Quanto ricavato dal report di Deloitte dimostra che la maggior parte dei flussi di entrate per i club femminile derivano sostanzialmente dalle partnership commerciali, le quali rappresentano il 72% degli ingressi in cassa, il 6% in più rispetto all’anno precedente, a dimostrazione di una rinnovata attrattività per le aziende di alto profilo, sempre più interessante ad un movimento in costante crescita. Dunque, la media generata tra i primi 15 club porta un aumento 0,2 milioni di euro rispetto al 2023/2024 (passaggio da 1,3 a 1,5 milioni di euro), con calo registrato in soli cinque club su quindici.
In controtendenza con quanto registrato, vi è una diminuzione dei ricavi derivanti dai diritti televisivi, scesi dal 18 (1,4 milioni di euro) al 13% (1,3 milioni di euro). Tuttavia, il nuovo accordo commerciale tra la UEFA e Disney+, dal valore di 12 milioni di euro annui, porterà alla trasmissione di 75 partite della UEFA Women’s Champions League su tutto il territorio continentale, a dimostranza dal valore potenziale complessivo, posto come opportunità, ricercato da parte delle grandi emittenti televisive e streaming.
Ciononostante, è importante sottolineare il coinvolgimento della fan base tramite mezzi alternativi come i social, differenti rispetto ai canonico tramite televisivo. In merito, i 12 club della WSL hanno generato un 30% di interazioni in più rispetto ai 24 club della Championship.
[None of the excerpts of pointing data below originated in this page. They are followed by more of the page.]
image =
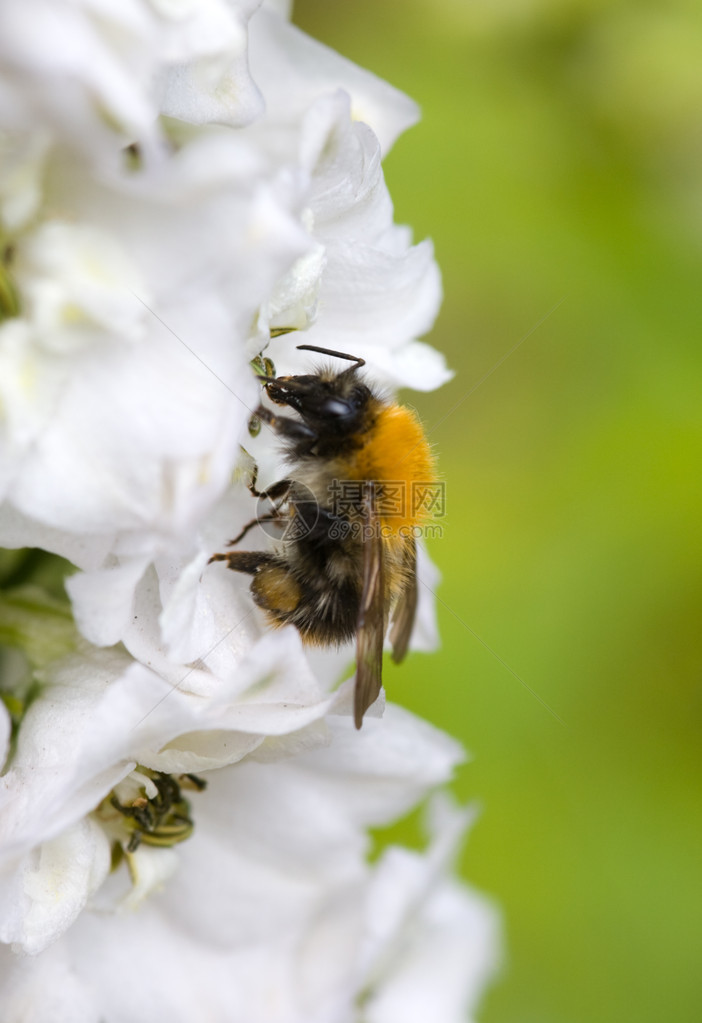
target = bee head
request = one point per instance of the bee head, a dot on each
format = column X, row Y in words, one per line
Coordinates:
column 327, row 401
column 331, row 402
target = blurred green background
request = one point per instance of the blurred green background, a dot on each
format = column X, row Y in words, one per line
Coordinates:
column 560, row 161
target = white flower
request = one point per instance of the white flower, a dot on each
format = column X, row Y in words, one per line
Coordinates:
column 273, row 913
column 179, row 181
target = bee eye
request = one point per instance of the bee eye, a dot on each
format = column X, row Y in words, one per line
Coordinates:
column 336, row 407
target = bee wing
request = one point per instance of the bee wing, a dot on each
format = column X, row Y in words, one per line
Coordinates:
column 403, row 616
column 371, row 616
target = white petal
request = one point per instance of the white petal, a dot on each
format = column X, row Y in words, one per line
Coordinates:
column 293, row 71
column 52, row 886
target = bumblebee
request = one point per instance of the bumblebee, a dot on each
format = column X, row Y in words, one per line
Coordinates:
column 352, row 506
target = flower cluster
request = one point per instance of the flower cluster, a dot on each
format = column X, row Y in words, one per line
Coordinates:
column 180, row 184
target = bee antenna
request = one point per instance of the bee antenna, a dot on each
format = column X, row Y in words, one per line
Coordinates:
column 337, row 355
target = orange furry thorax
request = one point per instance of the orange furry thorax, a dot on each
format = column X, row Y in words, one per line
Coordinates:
column 395, row 453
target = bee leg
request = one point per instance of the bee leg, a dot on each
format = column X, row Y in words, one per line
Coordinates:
column 293, row 429
column 276, row 492
column 250, row 562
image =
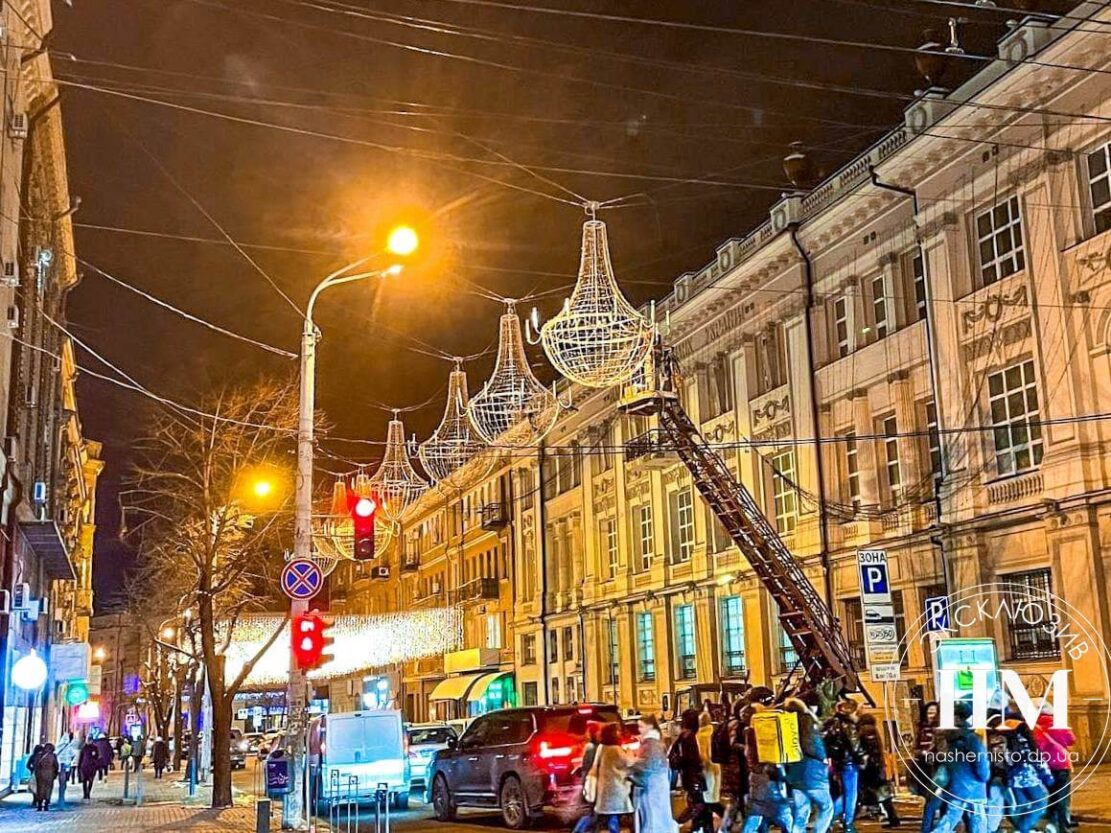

Dominio inglese nella classifica, come già anticipato precedentemente, con le campionesse d’Europa dell’Arsenal in vetta con un fatturato incrementato del 43% in più rispetto alla passata annata. Il valore dei Gunners e la loro voglia di investire sul mondo femminile – nella panoramica organica con la parte maschile nella dinamica della mentalità del “one-club” - sono sottolineati dal grande seguito di spettatori che ha portato un’affluenza di 35.000 spettatori allo stadio in ben cinque occasioni. Il secondo gradino si sposta di pochissimi km e arriva a Chelsea.
In questo caso, però, grazie all’investimento di Alixis Ohanian, la squadra femminile è stata divisa dal maschile, da cui vive una sostanziale indipendenza. Il club ha ottenuto il ricavo commerciale maggiore delle 15, con un ingresso di ben 19,1 milioni di euro, che ha richiamato sponsor importanti come Three e Skoda. Al terzo posto il Barcellona, con 22 milioni, per il completamento della parte alta. Ancora Inghilterra al quarto e quinto posto con Manchester City – che mostra il mostruoso incremento del 63% - e Manchester United, con 12,9 milioni di euro e 12,8 milioni di euro, seguiti dal RealMadrid, sesto con 12,3 milioni di euro.
Sorpresa con la presenza non europea in Top15 di un club giapponese: il Sanfrecce Hiroshima Regina. In un movimento calcistico dominato dalle squadre provenienti dal vecchio continente, le nipponiche si posizionano al quattordicesimo posto, a pari merito con l’unica italiana presente, ovvero l’Inter, con un fatturato di 3 milioni di euro.